The boy, old man and a donkey tale – don’t try to please everyone.

An old man, a boy and a donkey were going to town. The boy rode on the donkey and the old man walked. As they went along they passed some people who remarked it was a shame the old man was walking and the boy was riding. The man and boy thought maybe the critics were right, so they changed positions.

Later, they passed some people that remarked: “What a shame, he makes that little boy walk.” They then decided they both would walk!

Soon they passed some more people who thought they were stupid to walk when they had a decent donkey to ride. So, they both rode the donkey.
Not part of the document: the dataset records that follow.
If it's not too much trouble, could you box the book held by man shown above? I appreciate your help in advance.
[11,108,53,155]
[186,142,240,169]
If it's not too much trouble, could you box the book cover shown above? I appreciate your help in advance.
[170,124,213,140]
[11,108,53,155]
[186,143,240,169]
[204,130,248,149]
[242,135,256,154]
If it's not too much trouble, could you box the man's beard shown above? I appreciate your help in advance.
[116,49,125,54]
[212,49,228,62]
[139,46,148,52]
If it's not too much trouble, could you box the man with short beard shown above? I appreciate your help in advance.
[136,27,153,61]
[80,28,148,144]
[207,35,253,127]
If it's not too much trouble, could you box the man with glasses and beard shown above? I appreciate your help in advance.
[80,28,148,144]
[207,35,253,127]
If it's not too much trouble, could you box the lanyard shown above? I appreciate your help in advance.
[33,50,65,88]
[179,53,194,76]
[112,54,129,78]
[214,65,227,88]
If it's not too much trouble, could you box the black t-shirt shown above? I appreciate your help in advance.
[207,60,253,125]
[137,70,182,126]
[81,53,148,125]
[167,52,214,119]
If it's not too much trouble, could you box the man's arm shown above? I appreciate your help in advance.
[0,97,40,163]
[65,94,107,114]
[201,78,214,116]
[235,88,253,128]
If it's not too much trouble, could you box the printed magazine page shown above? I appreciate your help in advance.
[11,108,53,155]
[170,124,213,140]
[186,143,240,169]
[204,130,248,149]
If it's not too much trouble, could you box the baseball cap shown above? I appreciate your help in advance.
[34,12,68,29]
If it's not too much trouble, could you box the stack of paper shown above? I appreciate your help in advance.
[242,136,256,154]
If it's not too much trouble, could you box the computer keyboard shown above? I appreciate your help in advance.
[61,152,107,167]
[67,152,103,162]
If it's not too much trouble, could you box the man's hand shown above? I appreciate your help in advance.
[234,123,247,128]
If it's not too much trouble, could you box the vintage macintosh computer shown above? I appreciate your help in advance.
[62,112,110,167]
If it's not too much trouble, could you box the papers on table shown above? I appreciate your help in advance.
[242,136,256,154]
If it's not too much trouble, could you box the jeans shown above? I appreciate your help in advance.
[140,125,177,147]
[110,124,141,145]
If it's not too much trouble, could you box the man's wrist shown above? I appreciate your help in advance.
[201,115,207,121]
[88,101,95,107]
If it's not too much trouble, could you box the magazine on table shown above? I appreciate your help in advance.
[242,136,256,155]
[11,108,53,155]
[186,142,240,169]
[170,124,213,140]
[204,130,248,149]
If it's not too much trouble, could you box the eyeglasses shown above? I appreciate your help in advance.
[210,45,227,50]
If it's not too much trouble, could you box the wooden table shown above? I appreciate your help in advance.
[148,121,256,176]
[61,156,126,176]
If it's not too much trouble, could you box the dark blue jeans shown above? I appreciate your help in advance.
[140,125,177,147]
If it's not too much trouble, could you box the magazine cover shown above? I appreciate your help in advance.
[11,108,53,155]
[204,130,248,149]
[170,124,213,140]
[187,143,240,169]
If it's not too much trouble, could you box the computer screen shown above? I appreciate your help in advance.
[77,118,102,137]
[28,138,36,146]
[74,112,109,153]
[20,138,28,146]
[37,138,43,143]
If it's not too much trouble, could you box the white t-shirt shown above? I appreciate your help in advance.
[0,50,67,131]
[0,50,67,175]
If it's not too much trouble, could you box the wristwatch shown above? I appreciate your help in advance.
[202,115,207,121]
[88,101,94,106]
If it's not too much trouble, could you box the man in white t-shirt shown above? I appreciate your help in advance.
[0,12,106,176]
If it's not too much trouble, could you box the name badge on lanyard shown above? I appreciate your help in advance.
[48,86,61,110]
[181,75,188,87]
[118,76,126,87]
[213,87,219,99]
Now they passed some people that shamed them by saying how awful to put such a load on a poor donkey. The boy and man said they were probably right, so they decided to carry the donkey. As they crossed the bridge, they lost their grip on the animal and he fell into the river and drowned.

The moral of the story? In Marketing, if you try to please everyone, you might as well… Kiss your ass good-bye.

Stay Focused

Instead of marketing to everyone, look to focus your marketing to a particular customer profile, who buys a particular product from you, maybe for a particular purpose. For example, mobile phones are a “must have” these days but who would be a typical customer for a mobile phone, and why might they look to make a purchase?

If I think about myself, a middle aged man, I want a phone to be functional by allowing me to make calls when I need to (network coverage), and offer a good payment plan (cost and value). I rarely purchase anything from the internet on my phone, so that is not one of my considerations when making a purchase. So in summary my buying criteria for a phone purchase would be:-

  • Connectivity (phone and internet works when I want it to, which I guess would be a universal requirement)
  • Payment plan deal – value for money
  • Cost and affordability

My buying decision doesn’t consider:-

  • How the phone looks
  • How well it plays games
  • How many text messages I get with it (I hate texting)
  • Internet access and social media connectivity (although I am finding myself spending more and more time doing these)
  • All the technology info ( I don’t care how it works, just that it does)

So if marketing to someone like me, Companies would have to make sure their marketing ticks my buying criteria. If instead they talk about how the phone looks and feels, and how well games play on it etc, then they are not appealing to me in any way.

If on the other hand they were marketing to my 12 year old daughter they would have to aim for a whole different buying criteria, where style and brand would be very important factors, as would texting and social media functionality

To further complicate the point, what if I am buying for my daughter as a gift. The phone company would have to consider my buying criteria as well as my daughters in this instance. They would have to appeal to my money consciousness, security issues, and my concerns about her ability to make calls in an emergency, while still providing the style my daughter would demand.


So it’s important to know who you’re trying to sell to and focus on them.

Is it a parent searching for a phone for their child? (security, able to make calls in emergency),  is it the child searching for themselves? (functionality, popularity of model, visual appeal), is it a geek buying a phone? (technical specifications). Each would need to be targeted differently. Speak to each in their language.